В честь Радегаста были названы горы, поселения, замки и реки[234] . Предводитель второй волны варваров, вторгнувшихся в Римскую империю в период ее заката в 405 году н. э., звался Радегастом. Его войско, численностью почти в треть миллиона, на тот момент было самым большим из когда-либо нападавших на империю, за всю историю, зафиксированную в римских письменных источниках. В то время как часть его войска имела железное оружие, другая была вооружена копьями с каменными наконечниками. Несмотря на численность варваров, они заметно уступали хорошо вооруженным, хорошо обученным легионам, вышедшим им навстречу, и вскоре с ними было покончено[235].

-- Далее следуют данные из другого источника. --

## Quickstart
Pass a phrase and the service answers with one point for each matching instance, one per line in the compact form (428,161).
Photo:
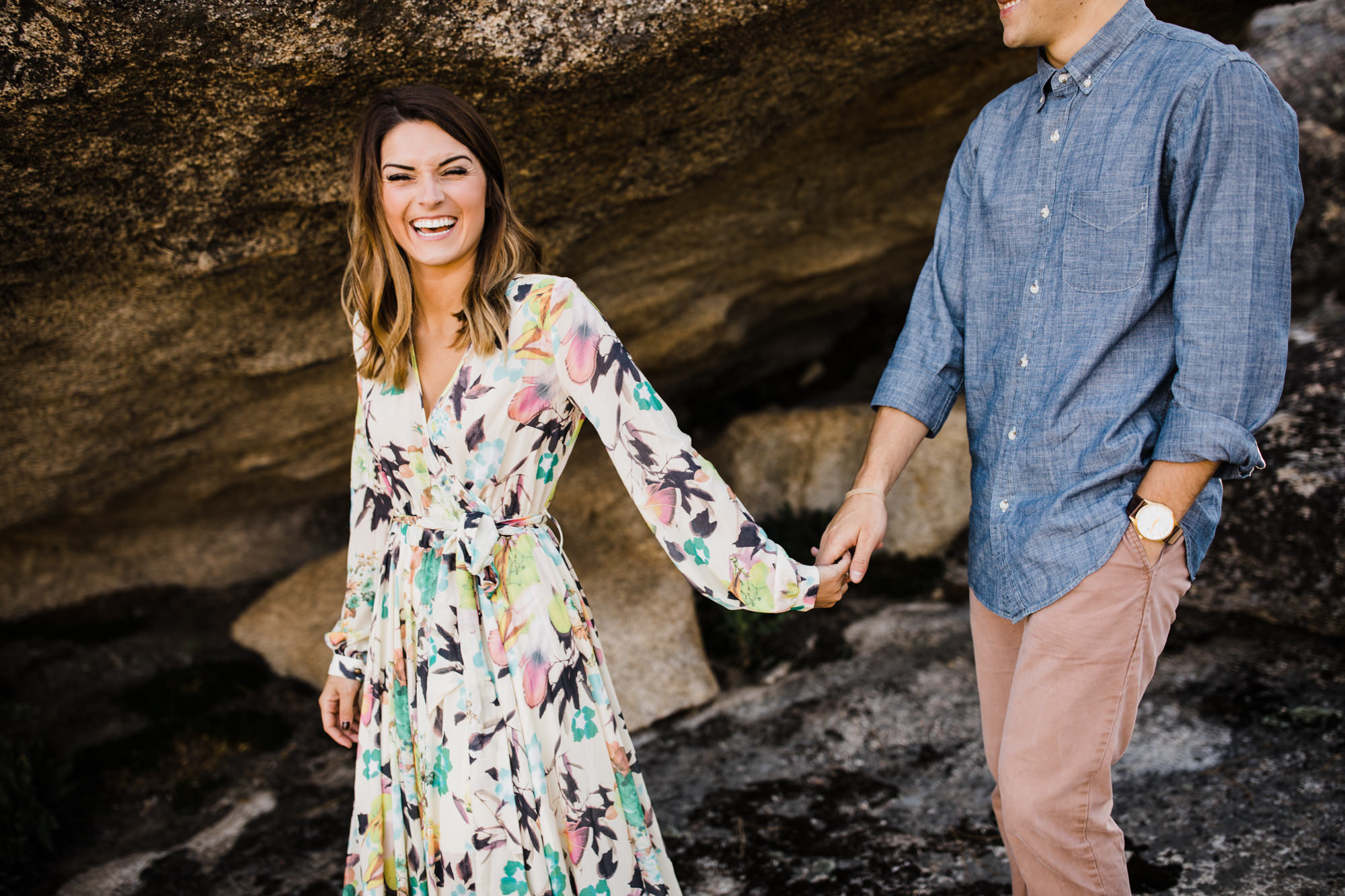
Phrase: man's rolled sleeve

The Red Book of Westmarch. Заглавие произведения, которое Толкин «перевел» (А.513), превратив в «Хоббита» и ВК, повторяет названия книг, которые получили их по цвету своих обложек — распространенная особенность древних рукописей. Есть, например, «Красная книга Хергеста» (The Red Book of Hergest) [по-валлийски: Llyfr Coch Hergest] — одна из наиболее важных валлийских средневековых рукописей, — написанная приблизительно в 1375 1425 гг. Она хранится в Бодлеанской библиотеке (Bodleian Library) Оксфорда (Jesus College MS CХI). «Белая книга Риддерха» (The White Book of Rhydderch) [по-валлийски: Llyfr Gwyn Rrydderh], куда входит текст «Куллох и Олуэн» (Culhwch&Оlwen), — одна из наиболее ранних (приблизительно 1100 г.) дошедших до нас обработок преданий Артуровского цикла — была создана в период с 1300 по 1325 гг. Она хранится в Национальной библиотеке Уэльса (Peniarth MS 4&5). «Черная книга Кармартена» (The Black Book of Carmarthen) [по- валлийски: Llyfr Du Caerfyrddin], содержащая цикл поэм «Мерлин», была переписана в монастыре св. Иоанна в Кармартене приблизительно в 1250 г. Сейчас она также находится в Национальной библиотеке Уэльса (MS Peniarth 1).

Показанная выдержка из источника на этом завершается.